Острый рабий глаз не ошибся: Федот Якимыч приехал в Новый завод
действительно в сопровождении Никона и Карпушки. Старик был в веселом
настроении и, не вылезая из экипажа, проговорил, указывая глазами на
Карпушку:
- Отвяжите этого подлеца да пусть протрезвится в машинной.
Изобретатель Карпушка действительно был привязан к козлам, потому что
был пьян и мог свалиться. Он так и не просыпался с тех пор, как выпил
большую управительскую рюмку из собственных рук Федота Якимыча. Его
развязали, сняли с козел, встряхнули и повели в контору, где "машинная"
заменяла карцер (свое название это узилище получило от хранившейся здесь
никуда негодной, старой пожарной машины). Сделав несколько шагов, Карпушка
неожиданно вырвался, подбежал к экипажу и хрипло проговорил:
- Федот Якимыч, родимый... одну рюмочку... совсем розняло...
- Ах ты, ненасытный пес! - обругался старик, но велел подать рюмку.
Григорий Федотыч был на фабрике, и гостей приняла одна сноха Татьяна,
трепетавшая в присутствии грозного свекра.
- Ну, принимай дорогих гостей, - пошутил с ней старик. - Вот привез
вам двух гостинцев... Выбирайте, который больше поглянется. Ну, а что
попадья? Прыгает?.. Ах, дуй ее горой!.. Вечером, Никон, в гости пойдем к
попу... Одно удивление, а не поп. Левонид-то у них на квартире стоит. Вот
так канпанию завели... ха-ха! И немка с ними...
Никон рассеянно молчал, не слушая, что говорит владыка. Это молчание и
рассеянность возмущали Федота Якимыча всю дорогу, и он несколько раз
принимался ругать Никона.
- Да ты что молчишь-то, басурман? Ведь с тобой говорят... С
Карпушкой-то на одно лыко тебя связать. Уродится же этакой человек... Не
гляди ты, ради Христа, очками своими на меня: с души воротит.
Вечером, когда у попа пили чай, пожаловали приехавшие гости, то есть
Федот Якимыч и Никон. Старик, помолившись образу, сейчас же преподнес
попадье таинственный сверток, расцеловал ее и проговорил:
- Это тебе поминки от меня, попадья, чтобы не забывала старика, а от
Наташи поклончик отдельно... Ну, здравствуй, хохлатый!

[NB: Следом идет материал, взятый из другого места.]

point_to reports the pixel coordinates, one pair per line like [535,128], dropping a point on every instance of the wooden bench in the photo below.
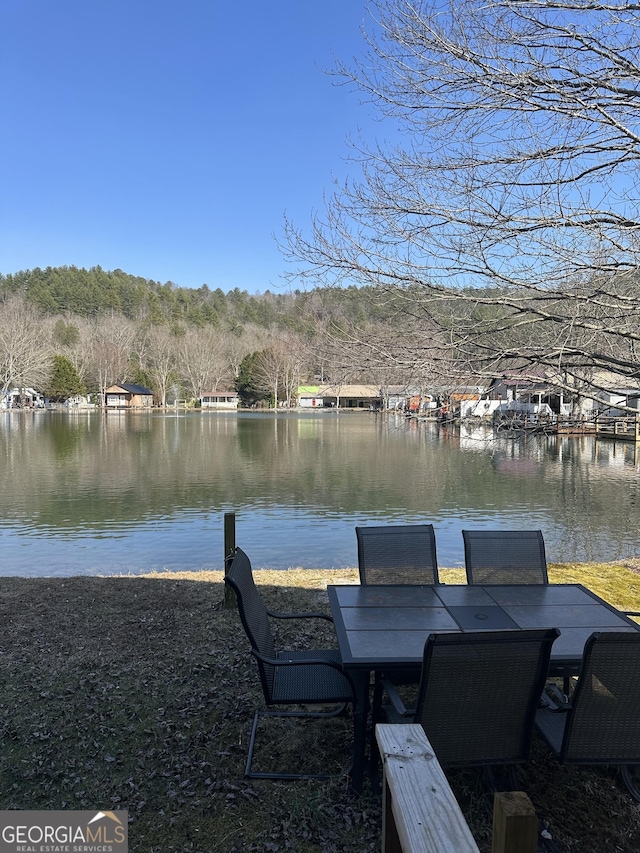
[420,813]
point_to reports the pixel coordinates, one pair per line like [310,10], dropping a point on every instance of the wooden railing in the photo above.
[420,813]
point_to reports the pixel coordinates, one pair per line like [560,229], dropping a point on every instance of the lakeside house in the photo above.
[220,399]
[22,398]
[339,396]
[127,395]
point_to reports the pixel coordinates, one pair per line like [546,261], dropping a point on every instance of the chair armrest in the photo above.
[300,615]
[396,700]
[308,662]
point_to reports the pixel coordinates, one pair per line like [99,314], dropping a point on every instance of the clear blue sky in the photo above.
[168,138]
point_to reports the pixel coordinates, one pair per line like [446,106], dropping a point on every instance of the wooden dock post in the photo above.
[229,550]
[515,825]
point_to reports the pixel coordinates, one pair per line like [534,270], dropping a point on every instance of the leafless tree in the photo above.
[107,342]
[162,348]
[277,370]
[202,360]
[25,350]
[505,210]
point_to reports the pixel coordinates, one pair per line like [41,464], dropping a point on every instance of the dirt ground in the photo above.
[138,693]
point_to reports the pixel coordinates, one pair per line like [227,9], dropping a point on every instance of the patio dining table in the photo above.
[385,627]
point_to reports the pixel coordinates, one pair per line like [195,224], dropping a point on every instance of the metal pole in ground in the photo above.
[229,551]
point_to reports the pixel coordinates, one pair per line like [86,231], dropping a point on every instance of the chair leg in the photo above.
[252,774]
[625,772]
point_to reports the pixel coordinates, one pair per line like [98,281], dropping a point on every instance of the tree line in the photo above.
[497,232]
[67,331]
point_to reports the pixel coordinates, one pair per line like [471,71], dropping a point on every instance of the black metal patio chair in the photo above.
[468,716]
[291,677]
[601,724]
[505,556]
[397,553]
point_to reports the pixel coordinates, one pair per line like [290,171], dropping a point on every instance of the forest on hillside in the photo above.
[69,330]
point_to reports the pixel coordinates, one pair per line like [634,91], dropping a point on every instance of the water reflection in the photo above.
[98,493]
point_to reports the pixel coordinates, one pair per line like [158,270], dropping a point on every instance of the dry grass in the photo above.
[138,693]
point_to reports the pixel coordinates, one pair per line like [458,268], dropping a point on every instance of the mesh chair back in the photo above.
[254,616]
[400,553]
[479,692]
[603,726]
[505,556]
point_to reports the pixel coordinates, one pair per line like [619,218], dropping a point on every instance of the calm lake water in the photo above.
[95,493]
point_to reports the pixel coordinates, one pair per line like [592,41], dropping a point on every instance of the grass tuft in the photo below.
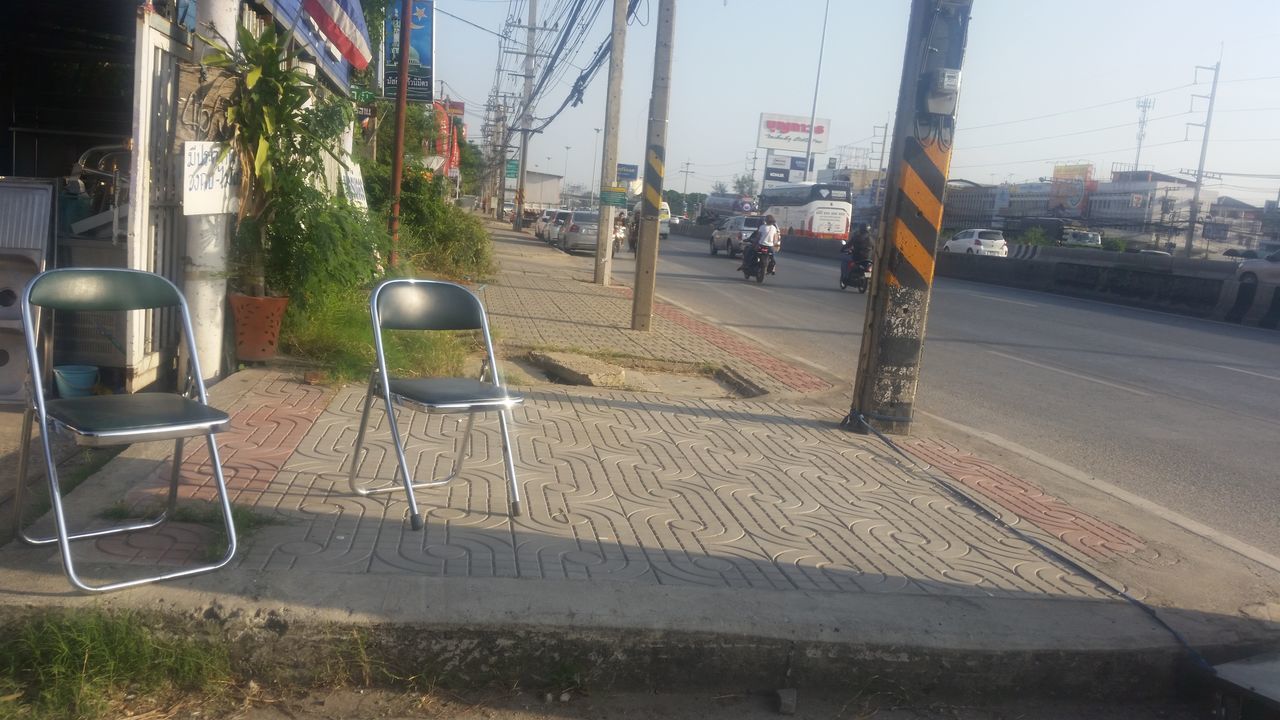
[76,665]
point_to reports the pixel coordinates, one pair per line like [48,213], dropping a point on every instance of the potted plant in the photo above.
[278,133]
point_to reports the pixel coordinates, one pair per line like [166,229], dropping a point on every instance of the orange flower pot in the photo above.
[257,324]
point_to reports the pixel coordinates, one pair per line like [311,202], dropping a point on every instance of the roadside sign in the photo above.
[613,195]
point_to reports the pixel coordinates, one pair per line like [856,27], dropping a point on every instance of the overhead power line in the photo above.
[1130,99]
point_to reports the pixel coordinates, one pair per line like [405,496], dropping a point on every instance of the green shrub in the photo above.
[334,329]
[76,664]
[1033,236]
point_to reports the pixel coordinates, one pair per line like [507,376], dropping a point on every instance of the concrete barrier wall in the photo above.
[1202,288]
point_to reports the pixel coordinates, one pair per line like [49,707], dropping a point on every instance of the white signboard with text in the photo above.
[791,132]
[353,186]
[209,186]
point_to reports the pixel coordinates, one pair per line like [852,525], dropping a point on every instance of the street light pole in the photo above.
[817,81]
[565,177]
[590,188]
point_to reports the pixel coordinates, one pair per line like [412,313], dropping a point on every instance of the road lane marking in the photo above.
[1002,300]
[1194,527]
[1248,373]
[1069,373]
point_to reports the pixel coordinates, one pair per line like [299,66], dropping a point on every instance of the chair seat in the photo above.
[452,393]
[113,419]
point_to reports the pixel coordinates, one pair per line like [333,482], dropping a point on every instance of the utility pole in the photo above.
[1144,105]
[888,363]
[817,81]
[526,115]
[590,188]
[1200,169]
[654,171]
[401,112]
[609,154]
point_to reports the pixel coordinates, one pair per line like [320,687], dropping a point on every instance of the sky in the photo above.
[1043,82]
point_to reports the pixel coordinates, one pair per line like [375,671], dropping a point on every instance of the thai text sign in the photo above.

На Гордеевых в первую минуту Федот Якимыч не обратил никакого
внимания, точно их и в комнате не было. Никон поцеловал руку у Амалии
Карловны, а попадье поклонился издали. Это опять рассмешило Федота Якимыча.
- Чего ты басурманом-то, Никон, прикидываешься? - шутил старик. - Руку
у немки поцеловал, теперь целуй попадью прямо в губы... У нас, брат,
попросту!.. А я-то и не поздоровался с немочкой. Ну, здравствуй, беляночка!
Федот Якимыч хотел ее обнять и расцеловать, как попадью, но та
вскрикнула и выбежала из комнаты.
- Ишь недотрога царевна! - смеялся старик. - Ладно я ее напугал... А
того не подумала, глупая, что я по-отечески... Старика можно поцеловать
всегда. За углом не хорошо целоваться, а старика да при людях по обычаю
должна.
Попадья не сводила глаз с Никона, точно хотела прочесть в нем тайные
думы Наташи. "Вот понравится сатана пуще ясного сокола", - невольно
подумала она, легонько вздыхая. А Никон пил чай и ни на кого не обращал
внимания, точно пришел к себе домой. Это невнимание задело попадью за
живое. "Постой, голубчик, ты у меня заговоришь, даром что ученый", - решила
она про себя. Хохлатый поп, по обыкновению, шагал из угла в угол и упорно
молчал, точно воды в рот набрал. Федот Якимыч разговаривал с Леонидом о
заводских делах, - давешнее веселое настроение соскочило с него разом, и он
начал поглаживать свою бороду. Амалия Карловна несколько раз появлялась в
дверях и пряталась, точно девочка-подросток. Попадья делала ей какие-то
таинственные знаки, но немка ничего не хотела понимать, отрицательно качала
белокурою головкой и глядела исподлобья на гостей.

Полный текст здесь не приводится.